Typically, vCenter Servers use their own VMCA to issue their (VC and ESXi) certificates. Each such VMCA certificate must be imported to the other vCenter Server. The alternative is to use publicly signed CA instead of the self-signed VMCA. Then no action would be needed. And finally if you use your own Enterprise CA to issue VC certificates, then each VC just must trust the root Enterprise CA.
vCenter Server provides UI for certificate management in vSphere Client (Administration > Certificates > Certificate Management).
The source VMCA certificate can be retrieved via the download.zip from http://<source-VC>/certs/download.zip, extracted and uploaded via the ablove ADD UI.

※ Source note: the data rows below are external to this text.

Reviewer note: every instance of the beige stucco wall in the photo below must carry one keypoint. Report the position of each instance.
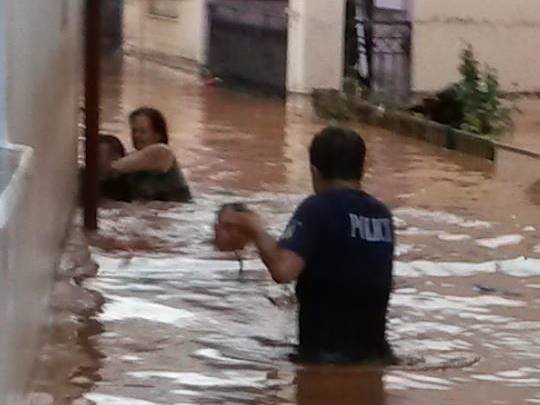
(316, 45)
(505, 34)
(168, 40)
(43, 60)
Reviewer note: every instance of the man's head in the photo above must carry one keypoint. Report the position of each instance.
(336, 155)
(227, 236)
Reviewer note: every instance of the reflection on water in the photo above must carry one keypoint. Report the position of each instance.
(182, 326)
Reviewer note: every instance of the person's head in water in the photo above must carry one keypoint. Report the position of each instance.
(228, 237)
(337, 156)
(110, 149)
(148, 127)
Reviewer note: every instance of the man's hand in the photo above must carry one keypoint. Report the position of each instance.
(236, 229)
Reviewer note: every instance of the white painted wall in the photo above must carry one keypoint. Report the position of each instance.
(170, 40)
(316, 45)
(43, 66)
(505, 34)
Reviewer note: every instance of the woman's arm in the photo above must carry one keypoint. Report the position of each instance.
(153, 158)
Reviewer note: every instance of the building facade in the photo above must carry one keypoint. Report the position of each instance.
(504, 35)
(171, 32)
(40, 82)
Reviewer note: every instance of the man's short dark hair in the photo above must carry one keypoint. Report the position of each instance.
(338, 154)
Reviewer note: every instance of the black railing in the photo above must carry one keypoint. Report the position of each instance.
(248, 43)
(385, 58)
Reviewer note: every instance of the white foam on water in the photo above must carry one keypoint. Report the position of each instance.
(404, 381)
(102, 399)
(124, 308)
(518, 267)
(430, 326)
(441, 217)
(399, 223)
(500, 241)
(403, 249)
(414, 231)
(247, 379)
(212, 354)
(104, 283)
(422, 268)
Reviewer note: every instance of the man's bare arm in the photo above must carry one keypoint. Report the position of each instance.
(284, 265)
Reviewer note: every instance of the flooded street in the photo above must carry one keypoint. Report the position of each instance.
(176, 323)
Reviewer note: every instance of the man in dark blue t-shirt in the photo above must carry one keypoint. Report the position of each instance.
(339, 246)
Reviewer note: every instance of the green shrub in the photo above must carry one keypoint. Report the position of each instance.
(474, 104)
(484, 111)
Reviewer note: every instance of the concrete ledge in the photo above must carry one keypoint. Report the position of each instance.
(517, 150)
(419, 128)
(171, 61)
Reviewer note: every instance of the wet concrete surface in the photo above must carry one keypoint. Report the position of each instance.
(167, 320)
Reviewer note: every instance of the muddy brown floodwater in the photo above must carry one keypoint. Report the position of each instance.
(177, 324)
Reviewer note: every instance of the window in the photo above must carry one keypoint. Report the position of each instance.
(164, 8)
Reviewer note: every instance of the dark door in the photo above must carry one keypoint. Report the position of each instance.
(248, 43)
(383, 38)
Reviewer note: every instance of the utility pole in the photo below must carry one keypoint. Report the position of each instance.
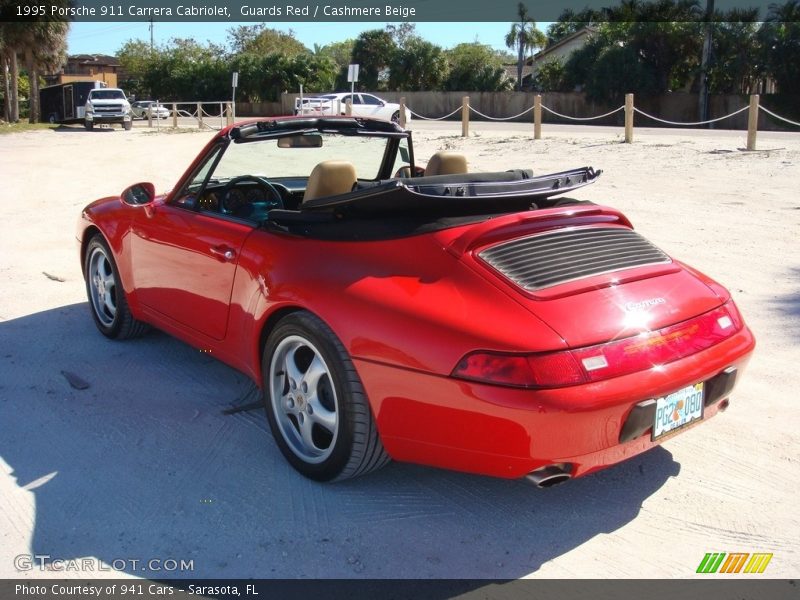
(706, 59)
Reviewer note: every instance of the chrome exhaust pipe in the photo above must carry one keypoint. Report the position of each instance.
(550, 475)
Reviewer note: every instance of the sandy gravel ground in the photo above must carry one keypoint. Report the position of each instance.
(142, 465)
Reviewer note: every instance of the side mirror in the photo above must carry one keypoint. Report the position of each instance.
(139, 194)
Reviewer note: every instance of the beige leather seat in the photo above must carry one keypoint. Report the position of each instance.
(329, 178)
(446, 163)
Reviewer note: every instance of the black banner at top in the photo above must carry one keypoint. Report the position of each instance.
(318, 10)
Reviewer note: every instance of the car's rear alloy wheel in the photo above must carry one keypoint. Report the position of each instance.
(316, 405)
(106, 296)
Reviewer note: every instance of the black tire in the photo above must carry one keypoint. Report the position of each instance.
(111, 314)
(351, 447)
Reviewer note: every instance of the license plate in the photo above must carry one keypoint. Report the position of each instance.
(678, 409)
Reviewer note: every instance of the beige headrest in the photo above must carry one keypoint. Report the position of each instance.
(329, 178)
(446, 163)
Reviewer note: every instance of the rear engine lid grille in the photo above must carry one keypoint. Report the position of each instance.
(544, 260)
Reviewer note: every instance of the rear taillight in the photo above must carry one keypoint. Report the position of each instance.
(556, 369)
(649, 350)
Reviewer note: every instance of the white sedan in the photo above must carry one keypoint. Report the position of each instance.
(141, 108)
(364, 105)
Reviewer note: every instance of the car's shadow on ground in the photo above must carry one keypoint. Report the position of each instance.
(143, 465)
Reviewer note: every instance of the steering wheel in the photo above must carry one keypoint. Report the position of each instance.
(274, 197)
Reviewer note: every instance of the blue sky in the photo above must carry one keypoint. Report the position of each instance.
(107, 38)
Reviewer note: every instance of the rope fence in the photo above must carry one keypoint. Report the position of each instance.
(219, 113)
(603, 116)
(216, 115)
(629, 109)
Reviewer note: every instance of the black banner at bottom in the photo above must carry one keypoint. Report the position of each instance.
(399, 589)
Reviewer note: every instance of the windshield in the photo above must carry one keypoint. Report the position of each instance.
(107, 95)
(267, 159)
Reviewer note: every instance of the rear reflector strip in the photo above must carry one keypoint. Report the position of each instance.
(649, 350)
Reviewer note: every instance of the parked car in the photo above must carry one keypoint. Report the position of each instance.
(364, 105)
(481, 322)
(141, 108)
(106, 106)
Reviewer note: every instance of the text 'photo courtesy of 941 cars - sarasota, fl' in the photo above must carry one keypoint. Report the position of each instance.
(481, 322)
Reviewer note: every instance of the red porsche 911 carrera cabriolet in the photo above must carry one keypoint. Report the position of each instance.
(481, 322)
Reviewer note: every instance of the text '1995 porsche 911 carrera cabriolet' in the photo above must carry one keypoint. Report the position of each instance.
(481, 322)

Alternatively, the same can be accomplished via API from Developer Center > API Explorer by GET chain from source VC and upload it by POST trusted-root-chains to the target VC.
The third alternative is to use PowerCLI which also provides a way to manage vSphere certificates. An example script would look like this:
$sourceVC="vc01.fojta.com"
$targetVC="vc02.fojta.com"
connect-viserver $sourceVC
connect-viserver $targetVC
$trustedCerts = Get-VITrustedCertificate -server $sourceVC -VCenterOnly
foreach ($Cert in $trustedCerts)
{Add-VITrustedCertificate -PemCertificateOrChain $cert.CertificatePEM -server $sourceVC -VCenterOnly -Confirm:$false}
As the trust must be mutual, if you have five resource vCenter Server each should have at least five trusted root certificates (one its own VMCA and four for the other VCs).
Tom Fojta's Blog 
Sorry, general question on cert renewals (appliance vcd 10.3.x) if i create new public and private key pairs for http and consoleproxy, generate CSRs, send to CA, receive certs back, concatenate with intermediate and root, import certs back into vcd via CMT, restart cell services, browse to vCD public URL, it has the consoleproxy cert in use in the browser rather than http cert. I went back and double checked all my certs and they were in the correct order so i am confused as to why the vCD webpage doesn’t use the http cert i imported.
Your CMT certificates command is probably incorrectly typed. -p option changes consoleproxy, -j changes http cert.
i am such a plonker. Thanks a bunch.